Enviada em 12/07/2021
No filme “Up - Altas Aventuras”, do diretor americano Pete Docter, o personagem Carl Fredricksen é um idoso que enfrenta constantes dificuldades para viver de forma autônoma em sua pequena casa. Desse modo, durante o desenvolvimento da trama, o protagonista tem vários de seus direitos violados. Fora da ficção, tal enredo mostra-se como uma crítica a uma grave mazela do aspecto social brasileiro: o avanço dos desafios para garantir os direitos da terceira idade. Dessa forma, faz-se necessário discutir sobre o tema, sendo essa problemática agravada pela inoperância das esferas estatais e pelos altos preços dos planos de saúde voltados para os idosos no país. Tal fato reflete uma realidade extremamente complexa no que diz respeito aos seus efeitos sobre a população nacional.
A priori, de acordo com a Teoria do Pacto Social, do filósofo francês Jacques Rousseau, os indivíduos confiam suas necessidades ao Estado, que deveria, em contrapartida, cumprir com seus deveres. Entretanto, tal conceito encontra-se deturpado na sociedade brasileira moderna, uma vez que o poder público mostra-se falho na responsabilidade de garantir os direitos básicos aos idosos, como a facilidade de acesso aos sistemas públicos de saúde e o auxílio financeiro durante a aposentadoria, por exemplo. Destarte, graças a essa inércia estatal, as prerrogativas previstas no Estatuto do Idoso são frequentemente infringidas, o que submete tal grupo a uma deteriorante situação de aviltamento social. Portanto, deve-se agir para que esse óbice seja superado.

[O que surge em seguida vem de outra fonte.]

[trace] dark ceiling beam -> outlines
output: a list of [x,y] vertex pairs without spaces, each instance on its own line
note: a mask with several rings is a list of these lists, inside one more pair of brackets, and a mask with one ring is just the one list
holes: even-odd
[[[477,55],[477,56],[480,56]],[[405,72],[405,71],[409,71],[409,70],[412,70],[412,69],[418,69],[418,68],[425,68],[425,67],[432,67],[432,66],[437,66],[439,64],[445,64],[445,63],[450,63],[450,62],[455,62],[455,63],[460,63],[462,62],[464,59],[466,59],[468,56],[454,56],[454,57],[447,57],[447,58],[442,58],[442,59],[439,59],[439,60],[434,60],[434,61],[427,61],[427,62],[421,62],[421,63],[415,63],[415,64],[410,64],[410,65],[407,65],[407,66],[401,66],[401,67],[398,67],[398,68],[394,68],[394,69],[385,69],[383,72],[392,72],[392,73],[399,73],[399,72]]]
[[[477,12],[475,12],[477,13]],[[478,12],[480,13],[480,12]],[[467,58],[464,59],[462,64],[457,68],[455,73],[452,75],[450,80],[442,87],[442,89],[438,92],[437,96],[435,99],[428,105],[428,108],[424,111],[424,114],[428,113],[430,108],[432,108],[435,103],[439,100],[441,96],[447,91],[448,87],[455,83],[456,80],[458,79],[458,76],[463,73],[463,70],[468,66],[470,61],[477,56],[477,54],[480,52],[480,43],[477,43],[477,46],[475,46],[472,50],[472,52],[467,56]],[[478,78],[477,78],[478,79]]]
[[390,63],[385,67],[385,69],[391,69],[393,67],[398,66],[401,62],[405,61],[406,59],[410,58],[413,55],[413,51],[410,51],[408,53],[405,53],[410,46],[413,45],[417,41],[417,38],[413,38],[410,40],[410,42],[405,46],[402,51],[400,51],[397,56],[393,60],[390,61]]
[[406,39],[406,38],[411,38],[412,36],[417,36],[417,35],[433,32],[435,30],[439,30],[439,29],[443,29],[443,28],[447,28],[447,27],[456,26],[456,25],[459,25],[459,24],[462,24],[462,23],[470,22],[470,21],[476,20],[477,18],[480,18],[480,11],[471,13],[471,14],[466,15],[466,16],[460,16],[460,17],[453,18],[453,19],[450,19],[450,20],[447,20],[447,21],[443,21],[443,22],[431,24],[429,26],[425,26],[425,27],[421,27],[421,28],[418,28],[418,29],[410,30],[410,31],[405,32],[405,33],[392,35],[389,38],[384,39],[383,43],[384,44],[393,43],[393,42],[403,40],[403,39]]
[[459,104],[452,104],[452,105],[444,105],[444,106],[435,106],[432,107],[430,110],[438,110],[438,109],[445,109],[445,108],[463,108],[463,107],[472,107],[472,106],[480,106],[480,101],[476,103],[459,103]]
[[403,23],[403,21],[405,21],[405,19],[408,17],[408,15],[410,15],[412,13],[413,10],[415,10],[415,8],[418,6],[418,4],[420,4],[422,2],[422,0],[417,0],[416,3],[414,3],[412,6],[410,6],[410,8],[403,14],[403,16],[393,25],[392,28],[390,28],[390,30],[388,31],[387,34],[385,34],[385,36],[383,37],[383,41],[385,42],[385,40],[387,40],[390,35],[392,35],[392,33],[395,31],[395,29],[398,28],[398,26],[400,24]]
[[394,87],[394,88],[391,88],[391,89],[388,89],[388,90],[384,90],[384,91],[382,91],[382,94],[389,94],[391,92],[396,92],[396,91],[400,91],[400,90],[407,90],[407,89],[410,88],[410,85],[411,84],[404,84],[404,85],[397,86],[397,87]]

Outrossim, de acordo com a Teoria da Cegueira Moral, do sociólogo Zygmunt Bauman, há uma perda da sensibilidade pela dor do próximo nas sociedades líquidas modernas. Sob esse viés, observa-se que, devido à ineficácia do Estado em garantir os direitos básicos aos idosos, tais grupos se veem obrigados a recorrer aos planos particulares para ter um acesso efetivo à saúde. Entretanto, ao fazê-lo, tais pessoas encontram um entrave: o alto preço desses convênios. Assim, as empresas, que visam ao lucro, cobram preços exorbitantes em seus tratamentos, o que evidencia uma falta de interesse para com os sêniores que não possuem condições para pagá-los, o que depõe contra suas garantias sociais.
Diante do exposto, para superar os desafios para garantir os direitos da terceira idade no Brasil, medidas devem ser tomadas. Para isso, cabe ao Ministério da Saúde criar, por meio da realização de parcerias com convênios particulares, o Plano Nacional da Pessoa Idosa, o qual consistirá na promoção e na garantia de tratamentos e consultas a preços populares. Sendo assim, tais medidas teriam por finalidade ampliar o acesso dos sêniores ao sistema público de saúde e garantir uma vida mais digna a esses grupos, o que impulsionaria os direitos previstos no Estatuto do Idoso. Somente assim será possível construir um futuro melhor e a realidade distanciar-se-á do drama vivido por Carl Fredricksen.